The article is bought to you by Invenco, a NACS supplier member.
Chief Innovation Officer
You describe Invenco as a “payments company” vs. an equipment company. What do you mean by that?
Although they may appear as one integrated unit, a dispenser’s fuel pump and pay-at-pump systems are completely separate equipment. The variation between complexity of function, integrations, communications, regulation update intervals, security requirements, product life cycle, innovation pace and customer engagement opportunities all highlight the differences between these seemingly cohesive devices.
Invenco prides itself on being a payments company because, although a segment of our solutions focuses on the retail fuel market, the root of our product development process is payments technology and services. We build our products to align with the payment industries’ latest standards, consumer trends and regulatory requirements to ensure that the systems’ main function—payment transactions—is enabled to the highest possible standard. Then, once we have addressed the foundation of security, PCI, EMV, contactless, mobile, extensibility and customer UX, we develop the integrations with supporting forecourt technology. The result is a product that successfully addresses the nuances of forecourt payments, while staying ahead of providers whose focus is manufacturing fuel equipment.
What are some aspects of the payments industry that have impacted or will impact the retail fuel market?
Payments industry initiatives generally address consumer security, consumer preference or merchant opportunity, while the major retail fuel initiatives are outdoor EMV and contactless payments. EMV can be categorized as consumer security and has retailers wondering how to extract value from related hardware investments. Consumer preference has driven contactless payments, with the COVID-19 pandemic triggering significant change in interactions on the forecourt and within the c-store.
In the merchant opportunity category, open platform systems and a standard communication protocol have made their way from the payments to the retail fuel market conversation. Both an open platform and communication standard (between all associated retail systems) will be important factors as the industry drives the evolution of digital solutions to differentiate offerings.
Can you dive deeper into how a universal standard for pay-at-pump to POS system communications would impact the industry?
The universal standard refers to implementing a set protocol for communications between the in-store and pay-at-pump system. In our current state, protocols differ by pay-at-pump provider and are generally not shared except under closed agreements. This closed approach limits innovation and the ability to extend customer engagement for EMV pay-at-pump solutions. For new or third-party providers, there are often seemingly endless hurdles or excessive fees to cross when working toward approval from POS providers to integrate with their systems.
For retail fuel, this means that innovative, cost-effective systems are blocked from entering the market. Ultimately, the retailers are hurt the most, as proprietary solutions can dictate high pricing while discouraging innovation and competition between providers.
Retailers should encourage their technology providers to ensure that they advocate for them by adopting the recently enacted Conexxus Standard for Forecourt Payment Terminal communication. The standard ensures that all pay-at-pump solution providers have the necessary information to deliver equipment to the marketplace.
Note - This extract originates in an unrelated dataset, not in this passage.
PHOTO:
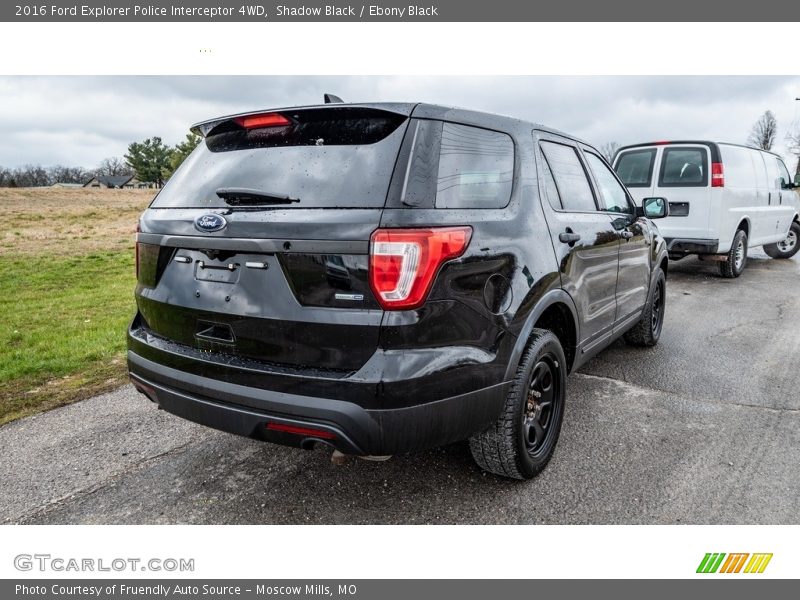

You mentioned the importance of an open platform in the payments industry. Can you expand on what this looks like on the forecourt?
An open platform enables retailers to leverage their pay-at-pump terminals to engage customers in ways previously not possible. Food ordering, loyalty and media programs are examples of revenue-generating capabilities that mark the beginning of customer engagement potential on the forecourt. An open platform will enable seamless integrations to the site’s existing system via third-party plugins and applications they or their representatives can develop on their own designated timelines. Retailers whose forecourt systems are not open platform may find themselves unable to keep up with the latest forecourt offerings because they are burdened with driving the priority with their technology provider.
Additionally, with so much recent consolidation, open platform pay-at-pump systems allow retailers to manage their assets from one central location, no matter the dispenser or POS type. For businesses looking to expand, this is a crucial step in moving forward as things like asset information, software/compliance upgrades, media playlists and device status become difficult to manage across several systems.
What steps should retailers take today to ensure their technology will align with these concepts?
Be aware that there are long-standing barriers that make it difficult for new providers to enter the forecourt payments market. This means higher prices and less motivation for current providers to innovate their products. To remove these barriers, retailers should encourage their technology providers to enact the Conexxus Standard for Forecourt Payment Terminal communication between in-store and pay-at-pump systems.
When exploring pay-at-pump systems, retailers should make sure they run on an open-platform architecture and support the Conexxus standards. For retailers looking to drive revenue with their EMV equipment upgrades, an open system terminal with media capabilities is a great way to open this world of opportunities. By taking these steps, retailers can be confident that their payment system investments will drive value at their sites today, while enabling the future innovations of tomorrow.